De televisieserie ‘De Joodse Raad’ die 10 maart begint, gaat over David Cohen, de in diskrediet geraakte voorzitter van de Joodse Raad. En over de verzetsheldin Virrie Cohen-Oudkerk die in de Tweede Wereldoorlog vijfhonderd kinderen het leven redde. Het zijn de opa en moeder van oud-arts/politicus Rob Oudkerk. ,,Ik heb nog nooit zo’n complexe vader-dochterrelatie gezien.”
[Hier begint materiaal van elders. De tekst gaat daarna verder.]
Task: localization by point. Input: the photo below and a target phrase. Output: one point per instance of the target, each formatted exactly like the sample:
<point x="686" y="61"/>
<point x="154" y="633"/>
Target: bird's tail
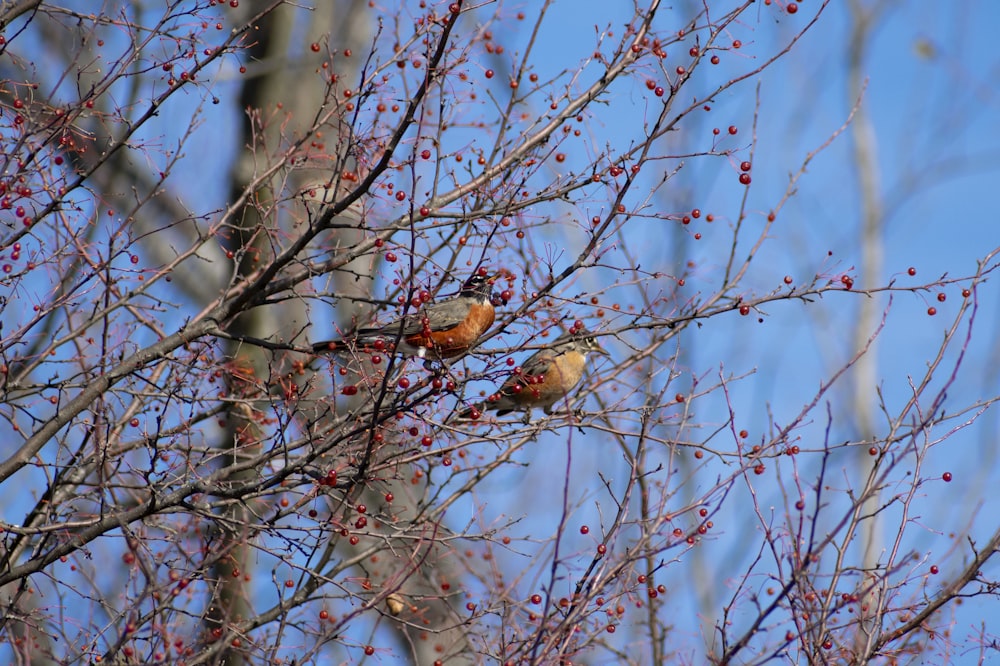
<point x="330" y="346"/>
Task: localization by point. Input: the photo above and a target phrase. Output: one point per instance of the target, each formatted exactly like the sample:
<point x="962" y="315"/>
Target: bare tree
<point x="194" y="194"/>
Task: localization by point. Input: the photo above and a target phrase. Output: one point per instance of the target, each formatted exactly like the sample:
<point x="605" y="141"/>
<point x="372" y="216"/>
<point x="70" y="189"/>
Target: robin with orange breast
<point x="439" y="330"/>
<point x="545" y="378"/>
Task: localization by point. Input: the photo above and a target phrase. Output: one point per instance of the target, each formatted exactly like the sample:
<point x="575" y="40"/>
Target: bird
<point x="439" y="330"/>
<point x="544" y="379"/>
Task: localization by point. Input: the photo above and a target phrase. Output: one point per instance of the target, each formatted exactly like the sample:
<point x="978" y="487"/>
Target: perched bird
<point x="438" y="330"/>
<point x="544" y="379"/>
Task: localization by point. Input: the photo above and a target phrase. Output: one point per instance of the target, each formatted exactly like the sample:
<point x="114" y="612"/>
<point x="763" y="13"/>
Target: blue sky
<point x="933" y="95"/>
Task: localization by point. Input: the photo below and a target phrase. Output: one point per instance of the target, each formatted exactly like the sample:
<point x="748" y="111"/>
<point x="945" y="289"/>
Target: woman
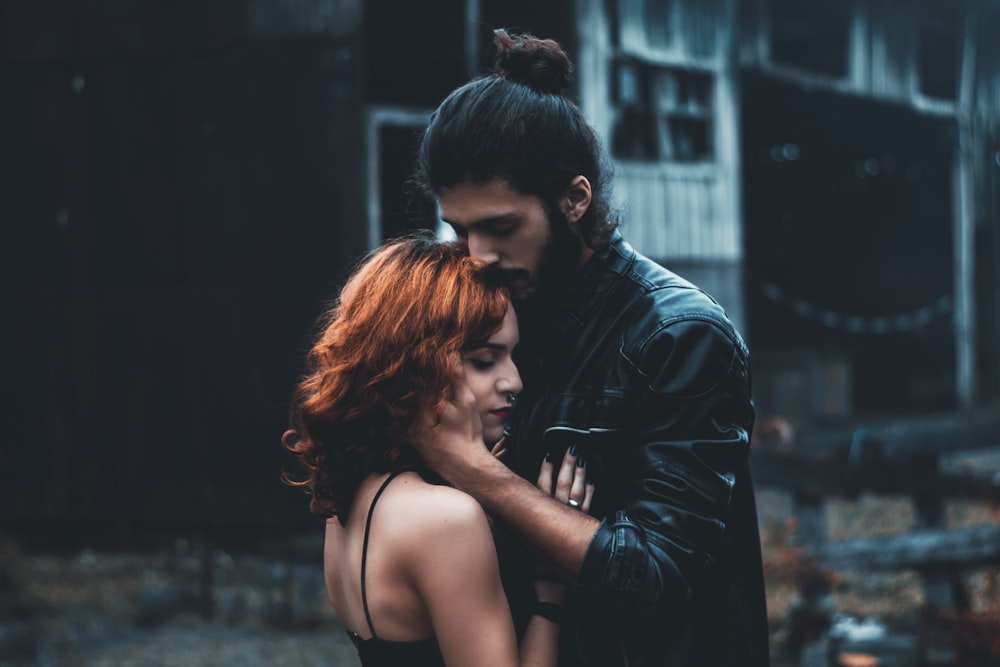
<point x="410" y="564"/>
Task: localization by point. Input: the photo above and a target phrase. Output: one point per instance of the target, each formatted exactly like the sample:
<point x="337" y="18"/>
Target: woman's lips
<point x="502" y="413"/>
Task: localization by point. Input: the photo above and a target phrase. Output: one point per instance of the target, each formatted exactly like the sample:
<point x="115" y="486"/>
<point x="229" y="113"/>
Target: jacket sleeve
<point x="675" y="469"/>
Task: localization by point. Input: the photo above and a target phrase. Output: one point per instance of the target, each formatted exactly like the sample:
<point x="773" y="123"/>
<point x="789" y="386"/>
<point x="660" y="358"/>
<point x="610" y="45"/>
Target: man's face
<point x="505" y="228"/>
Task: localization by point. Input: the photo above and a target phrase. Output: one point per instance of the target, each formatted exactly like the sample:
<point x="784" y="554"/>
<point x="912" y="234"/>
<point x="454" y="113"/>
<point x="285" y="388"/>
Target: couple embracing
<point x="590" y="504"/>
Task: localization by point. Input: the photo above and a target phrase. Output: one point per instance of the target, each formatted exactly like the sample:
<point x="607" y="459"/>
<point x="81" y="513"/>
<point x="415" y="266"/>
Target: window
<point x="662" y="113"/>
<point x="938" y="51"/>
<point x="811" y="35"/>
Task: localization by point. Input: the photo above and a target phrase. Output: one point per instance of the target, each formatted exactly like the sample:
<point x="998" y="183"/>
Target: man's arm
<point x="454" y="449"/>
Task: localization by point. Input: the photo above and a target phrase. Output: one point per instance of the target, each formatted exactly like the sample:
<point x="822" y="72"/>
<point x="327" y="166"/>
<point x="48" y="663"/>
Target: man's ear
<point x="576" y="200"/>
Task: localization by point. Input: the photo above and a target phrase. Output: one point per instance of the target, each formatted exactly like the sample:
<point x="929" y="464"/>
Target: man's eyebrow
<point x="485" y="222"/>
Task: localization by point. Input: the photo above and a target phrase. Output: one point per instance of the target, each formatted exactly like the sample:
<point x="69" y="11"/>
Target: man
<point x="635" y="368"/>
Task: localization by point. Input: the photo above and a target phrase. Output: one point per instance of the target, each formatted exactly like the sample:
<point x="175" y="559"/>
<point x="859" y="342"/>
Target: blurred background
<point x="183" y="186"/>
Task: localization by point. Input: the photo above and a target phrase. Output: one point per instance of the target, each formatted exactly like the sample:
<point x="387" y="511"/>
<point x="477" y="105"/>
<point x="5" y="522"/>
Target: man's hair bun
<point x="540" y="64"/>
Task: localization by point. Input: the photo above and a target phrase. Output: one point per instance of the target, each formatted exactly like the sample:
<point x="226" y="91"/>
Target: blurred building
<point x="828" y="170"/>
<point x="184" y="184"/>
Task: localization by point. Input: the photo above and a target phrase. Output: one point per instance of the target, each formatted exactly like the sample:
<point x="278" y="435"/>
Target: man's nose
<point x="481" y="248"/>
<point x="510" y="383"/>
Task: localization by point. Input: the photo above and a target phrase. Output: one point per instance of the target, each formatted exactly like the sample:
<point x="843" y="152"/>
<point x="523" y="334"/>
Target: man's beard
<point x="557" y="264"/>
<point x="557" y="267"/>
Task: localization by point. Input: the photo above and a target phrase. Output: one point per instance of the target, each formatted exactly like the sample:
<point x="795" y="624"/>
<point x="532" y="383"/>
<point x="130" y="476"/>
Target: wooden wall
<point x="177" y="201"/>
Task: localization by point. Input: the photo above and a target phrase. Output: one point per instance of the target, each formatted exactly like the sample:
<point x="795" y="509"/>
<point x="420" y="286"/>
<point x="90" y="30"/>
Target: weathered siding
<point x="671" y="209"/>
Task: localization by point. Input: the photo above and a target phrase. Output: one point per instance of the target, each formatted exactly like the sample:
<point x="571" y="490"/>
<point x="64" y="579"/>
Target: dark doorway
<point x="400" y="212"/>
<point x="848" y="210"/>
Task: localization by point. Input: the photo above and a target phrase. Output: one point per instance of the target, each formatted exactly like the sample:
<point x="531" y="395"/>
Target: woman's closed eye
<point x="481" y="364"/>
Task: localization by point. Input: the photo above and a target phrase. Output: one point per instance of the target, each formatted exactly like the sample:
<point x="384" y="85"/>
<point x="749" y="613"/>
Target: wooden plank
<point x="977" y="545"/>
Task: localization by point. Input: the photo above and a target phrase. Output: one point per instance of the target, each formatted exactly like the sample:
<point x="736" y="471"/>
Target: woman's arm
<point x="455" y="571"/>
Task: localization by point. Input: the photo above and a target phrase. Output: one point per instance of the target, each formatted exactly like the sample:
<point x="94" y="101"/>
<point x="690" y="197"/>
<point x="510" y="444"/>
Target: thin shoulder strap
<point x="364" y="549"/>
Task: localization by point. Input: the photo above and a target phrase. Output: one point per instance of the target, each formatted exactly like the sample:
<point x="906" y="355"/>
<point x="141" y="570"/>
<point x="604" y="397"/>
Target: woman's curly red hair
<point x="385" y="356"/>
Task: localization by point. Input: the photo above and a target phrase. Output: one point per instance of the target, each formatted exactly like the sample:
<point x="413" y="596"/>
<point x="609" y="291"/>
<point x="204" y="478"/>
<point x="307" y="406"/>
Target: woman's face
<point x="493" y="377"/>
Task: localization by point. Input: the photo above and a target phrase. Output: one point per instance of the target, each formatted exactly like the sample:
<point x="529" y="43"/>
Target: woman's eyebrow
<point x="478" y="345"/>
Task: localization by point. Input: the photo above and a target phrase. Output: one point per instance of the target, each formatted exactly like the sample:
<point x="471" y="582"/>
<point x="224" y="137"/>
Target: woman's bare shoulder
<point x="424" y="513"/>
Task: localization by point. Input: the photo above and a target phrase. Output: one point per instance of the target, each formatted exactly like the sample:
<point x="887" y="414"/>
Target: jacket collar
<point x="594" y="283"/>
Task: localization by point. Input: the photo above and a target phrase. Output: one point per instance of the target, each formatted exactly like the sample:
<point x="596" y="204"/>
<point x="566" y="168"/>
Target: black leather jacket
<point x="646" y="375"/>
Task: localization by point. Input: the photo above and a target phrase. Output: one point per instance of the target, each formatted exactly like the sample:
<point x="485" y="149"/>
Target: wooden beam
<point x="918" y="549"/>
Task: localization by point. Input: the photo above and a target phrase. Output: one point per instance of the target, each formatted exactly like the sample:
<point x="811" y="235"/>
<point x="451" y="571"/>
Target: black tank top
<point x="377" y="652"/>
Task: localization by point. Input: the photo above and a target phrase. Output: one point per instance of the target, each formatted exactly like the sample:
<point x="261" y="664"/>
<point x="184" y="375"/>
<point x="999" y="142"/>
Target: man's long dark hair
<point x="518" y="125"/>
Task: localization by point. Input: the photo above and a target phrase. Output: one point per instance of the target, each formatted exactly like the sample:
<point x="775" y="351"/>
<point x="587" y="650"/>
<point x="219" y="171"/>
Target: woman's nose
<point x="510" y="383"/>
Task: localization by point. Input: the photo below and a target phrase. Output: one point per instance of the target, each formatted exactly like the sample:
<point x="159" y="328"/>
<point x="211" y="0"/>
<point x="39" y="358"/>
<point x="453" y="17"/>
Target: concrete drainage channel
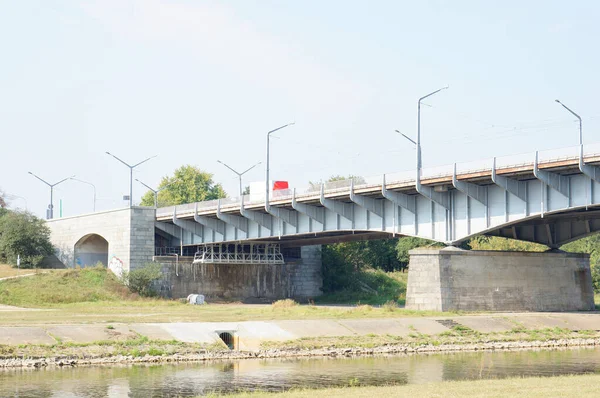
<point x="229" y="338"/>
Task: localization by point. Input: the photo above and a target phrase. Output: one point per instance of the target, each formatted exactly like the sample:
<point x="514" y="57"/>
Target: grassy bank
<point x="124" y="341"/>
<point x="560" y="386"/>
<point x="458" y="335"/>
<point x="8" y="271"/>
<point x="92" y="295"/>
<point x="135" y="347"/>
<point x="373" y="287"/>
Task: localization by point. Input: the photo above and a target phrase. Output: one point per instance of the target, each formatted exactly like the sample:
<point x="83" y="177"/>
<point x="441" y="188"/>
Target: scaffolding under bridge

Hij is zo overmand door emoties dat hij na de screening van de nieuwe EO-serie De Joodse Raad afgelopen dinsdag geen interview kon doen, zoals afgesproken. Een dag later is oud-arts/politicus Rob Oudkerk (68) tot zichzelf gekomen en wil hij vertellen wat hem zo geraakt heeft in het verhaal: „Ik heb nauwelijks geslapen. Mijn opa en moeder stonden ineens weer levensgroot in de kamer. Dit is mijn leven.”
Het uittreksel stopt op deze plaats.